Transform a single table with a materialized view

A materialized view can read from a Delta table or streaming table and perform arbitrary transformations on the input data. Materialized views can read all Delta tables, including those produced by systems other than Databricks, making them useful for migrations and hybrid pipelines.

Delta Live Tables materialized view for a single table.

Join a fact table with a dimension table (stream-snapshot join) with a materialized view

Materialized views can perform efficient, incremental joins between a base Delta table or streaming table and a “lookup” Delta table. These joins will be processed incrementally whenever possible. You do not need to use watermarks with materialized views and stream-snapshot joins.

Delta Live Tables materialized view stream-snapshot join.

Join two fact tables (stream-stream join)

Materialized views can perform efficient, incremental joins between two streaming tables or Delta tables. This is known as a stream-stream join, and materialized views will perform it incrementally whenever possible. You do not need to use watermarks with materialized views and stream-stream joins.

Delta Live Tables materialized view stream-snapshot join.
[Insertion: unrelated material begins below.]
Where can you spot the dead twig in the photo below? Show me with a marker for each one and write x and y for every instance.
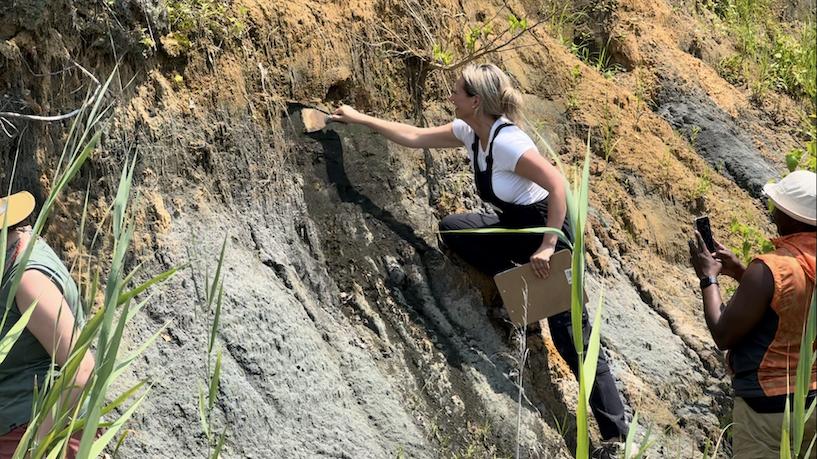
(88, 102)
Transform data with streaming tables

Streaming tables are recommended when you need to transform high-volume streaming data with low latency.
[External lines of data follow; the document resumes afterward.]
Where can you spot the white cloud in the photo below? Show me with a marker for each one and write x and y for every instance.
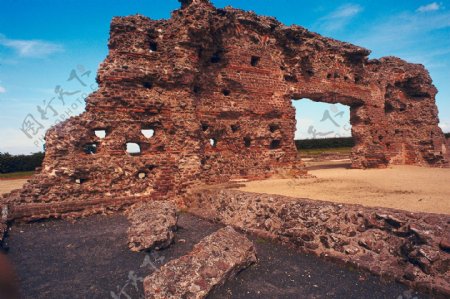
(339, 18)
(429, 7)
(31, 48)
(403, 31)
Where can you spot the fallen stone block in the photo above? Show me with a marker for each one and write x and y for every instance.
(152, 225)
(216, 258)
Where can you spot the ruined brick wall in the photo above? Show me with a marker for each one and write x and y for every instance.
(216, 87)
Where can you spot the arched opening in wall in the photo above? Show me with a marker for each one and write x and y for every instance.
(323, 130)
(133, 149)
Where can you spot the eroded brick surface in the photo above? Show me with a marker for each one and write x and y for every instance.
(217, 257)
(412, 248)
(152, 224)
(215, 88)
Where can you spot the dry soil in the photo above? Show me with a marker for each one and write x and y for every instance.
(411, 188)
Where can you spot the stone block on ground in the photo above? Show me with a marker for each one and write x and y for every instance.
(152, 224)
(216, 258)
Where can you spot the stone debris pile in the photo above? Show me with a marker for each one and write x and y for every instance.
(152, 225)
(214, 259)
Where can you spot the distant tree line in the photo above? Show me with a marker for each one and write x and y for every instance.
(15, 163)
(324, 143)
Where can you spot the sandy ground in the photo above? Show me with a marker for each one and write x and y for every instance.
(9, 185)
(409, 188)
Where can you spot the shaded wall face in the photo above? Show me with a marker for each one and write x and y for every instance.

Transform a single table with a streaming table

Streaming tables can be used to transform data from any Delta table or another streaming table.

The following caveat applies to this use case:

  • When you update the streaming table’s definition, existing data in the streaming table won’t be updated to reflect the change unless you fully refresh it.

Delta Live Tables transform a single table.

Join a fact table with a dimension table (stream-snapshot join) using a streaming table

Streaming tables can join a fact table with a dimension table.

The following caveats apply to this use case:

  • When you update the streaming table’s definition, existing data in the streaming table won’t be updated to reflect the change unless you fully refresh it.
  • When you update the lookup table, existing data in the streaming table won’t be updated to reflect the change unless you fully refresh it.

Delta Live Tables streaming table stream-snapshot join.

Join two fact tables (stream-stream join) using a streaming table

Streaming tables can join two or more fact tables, also known as a stream-stream join.

The following caveats apply to this use case:

  • When you update the streaming table’s definition, existing data in the streaming table won’t be updated to reflect the change unless you fully refresh it.
  • To avoid out-of-memory errors, you must use watermarks on both sides of the join and in aggregations.
  • Out-of-order and late-arrival data is not handled, which could lead to inaccurate data. Because of this, you need to manually handle out-of-order and late-arrival data.

See Use watermarks with stream-stream joins.

Delta Live Tables streaming table stream-stream join.